この日、貯蔵タンクの中身を取り出す呑み口を慎重に開封して少量のお酒を取り出し、唎猪口に受けてまずは杜氏が色、照り、香りを確認します。次いで蔵元、生産部門の責任者や蔵人三役が一つの猪口を順に回しながら、200を超える貯蔵タンクのお酒を一つ一つ確かめます。「お米と水、微生物の働きで仕上がったお酒に、“時間と気候”という要素が加わってどのように成長したか。われわれ人間の手が遠く及ばない自然の摂理に正しく従えたのか、寄り添う酒造りができたのか? 強く自問する時間、通知表を受け取るような気持ちです」。と、板谷和彦杜氏。

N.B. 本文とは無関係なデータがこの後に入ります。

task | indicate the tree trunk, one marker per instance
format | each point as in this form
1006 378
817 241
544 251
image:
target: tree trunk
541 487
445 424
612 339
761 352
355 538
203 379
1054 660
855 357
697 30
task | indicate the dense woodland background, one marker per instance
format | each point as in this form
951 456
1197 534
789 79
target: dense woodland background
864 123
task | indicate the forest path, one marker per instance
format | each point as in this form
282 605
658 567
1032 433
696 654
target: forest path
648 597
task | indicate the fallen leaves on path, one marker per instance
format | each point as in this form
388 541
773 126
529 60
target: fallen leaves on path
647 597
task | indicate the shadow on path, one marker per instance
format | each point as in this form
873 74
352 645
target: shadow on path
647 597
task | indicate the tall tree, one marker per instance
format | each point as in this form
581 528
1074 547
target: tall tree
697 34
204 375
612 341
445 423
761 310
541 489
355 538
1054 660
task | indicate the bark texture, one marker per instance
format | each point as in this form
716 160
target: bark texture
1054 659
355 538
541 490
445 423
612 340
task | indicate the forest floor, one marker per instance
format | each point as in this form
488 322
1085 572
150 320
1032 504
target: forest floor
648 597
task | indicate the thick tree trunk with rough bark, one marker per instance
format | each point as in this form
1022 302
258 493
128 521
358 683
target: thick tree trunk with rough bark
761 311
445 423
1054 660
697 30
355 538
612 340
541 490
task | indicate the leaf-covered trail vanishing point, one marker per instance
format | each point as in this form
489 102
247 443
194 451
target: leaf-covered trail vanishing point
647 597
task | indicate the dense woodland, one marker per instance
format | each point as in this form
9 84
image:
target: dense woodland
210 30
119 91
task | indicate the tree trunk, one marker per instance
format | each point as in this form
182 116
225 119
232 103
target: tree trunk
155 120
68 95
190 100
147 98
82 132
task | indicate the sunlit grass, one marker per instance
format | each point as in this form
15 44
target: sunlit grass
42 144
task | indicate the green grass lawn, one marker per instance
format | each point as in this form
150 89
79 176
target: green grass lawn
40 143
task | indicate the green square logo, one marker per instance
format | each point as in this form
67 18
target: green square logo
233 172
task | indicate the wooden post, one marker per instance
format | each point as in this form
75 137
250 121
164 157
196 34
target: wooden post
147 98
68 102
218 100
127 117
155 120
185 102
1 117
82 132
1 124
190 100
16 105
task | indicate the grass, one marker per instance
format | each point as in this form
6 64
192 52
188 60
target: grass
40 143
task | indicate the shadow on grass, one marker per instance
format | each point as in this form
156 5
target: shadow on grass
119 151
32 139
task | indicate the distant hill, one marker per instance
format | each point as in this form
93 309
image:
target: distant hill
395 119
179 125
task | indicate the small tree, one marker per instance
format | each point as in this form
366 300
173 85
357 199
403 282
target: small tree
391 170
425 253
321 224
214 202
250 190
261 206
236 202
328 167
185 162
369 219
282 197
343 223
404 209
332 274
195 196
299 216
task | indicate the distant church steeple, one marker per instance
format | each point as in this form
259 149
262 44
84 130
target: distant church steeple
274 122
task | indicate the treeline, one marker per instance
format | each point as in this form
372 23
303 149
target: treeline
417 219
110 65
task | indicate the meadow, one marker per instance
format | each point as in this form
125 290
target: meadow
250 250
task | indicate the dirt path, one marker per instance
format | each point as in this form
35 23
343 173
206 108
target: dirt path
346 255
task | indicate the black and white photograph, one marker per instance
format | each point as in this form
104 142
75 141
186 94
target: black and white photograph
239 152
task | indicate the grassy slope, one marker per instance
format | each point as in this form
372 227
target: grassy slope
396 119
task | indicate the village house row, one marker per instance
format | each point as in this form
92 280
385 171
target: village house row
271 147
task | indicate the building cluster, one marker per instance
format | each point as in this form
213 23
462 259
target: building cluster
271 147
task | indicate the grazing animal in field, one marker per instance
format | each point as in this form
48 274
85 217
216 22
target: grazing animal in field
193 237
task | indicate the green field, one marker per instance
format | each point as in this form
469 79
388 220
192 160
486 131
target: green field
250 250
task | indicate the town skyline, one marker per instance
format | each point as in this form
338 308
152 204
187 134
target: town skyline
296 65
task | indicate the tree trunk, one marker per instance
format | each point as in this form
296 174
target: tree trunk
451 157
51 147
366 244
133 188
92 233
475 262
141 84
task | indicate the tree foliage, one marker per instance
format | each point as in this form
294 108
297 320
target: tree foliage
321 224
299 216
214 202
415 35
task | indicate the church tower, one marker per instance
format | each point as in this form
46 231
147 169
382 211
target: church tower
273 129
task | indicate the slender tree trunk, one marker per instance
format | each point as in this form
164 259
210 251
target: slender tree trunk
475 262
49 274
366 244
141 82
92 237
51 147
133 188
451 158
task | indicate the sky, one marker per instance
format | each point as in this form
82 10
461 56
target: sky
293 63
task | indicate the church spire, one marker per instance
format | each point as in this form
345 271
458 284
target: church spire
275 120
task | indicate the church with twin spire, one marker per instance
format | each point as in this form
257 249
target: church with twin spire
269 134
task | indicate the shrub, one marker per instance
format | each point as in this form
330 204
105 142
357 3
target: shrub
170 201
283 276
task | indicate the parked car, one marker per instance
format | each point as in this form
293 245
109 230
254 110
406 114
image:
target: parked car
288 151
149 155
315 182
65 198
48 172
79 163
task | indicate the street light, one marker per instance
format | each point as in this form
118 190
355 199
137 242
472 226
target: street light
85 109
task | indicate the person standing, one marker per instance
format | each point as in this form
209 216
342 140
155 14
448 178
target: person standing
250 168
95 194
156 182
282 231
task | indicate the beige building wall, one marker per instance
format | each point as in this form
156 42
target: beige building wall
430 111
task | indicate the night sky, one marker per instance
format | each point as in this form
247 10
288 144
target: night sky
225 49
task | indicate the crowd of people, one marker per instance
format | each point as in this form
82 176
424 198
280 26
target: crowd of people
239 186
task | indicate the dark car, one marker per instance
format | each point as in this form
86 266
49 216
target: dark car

8月には2度目の呑み切りを行います。貯蔵庫ごとにお酒の温度を測り、温度が高く熟成が進み過ぎているようであれば空調を加減し、水を撒くなどして適熟となるよう環境を整え、お酒の仕上がりをよりよくする細かな努力を重ねていきます。ようやく形に表れ始めたお酒から、仕込み過程を一つ一つさかのぼって過去の仕事の見直しを行う厳しく、地道な夏。酒蔵を背負う蔵人たちは、突きつけられた課題と向き合いながら、次の酒造りのための目に見えぬ仕込みを始めています。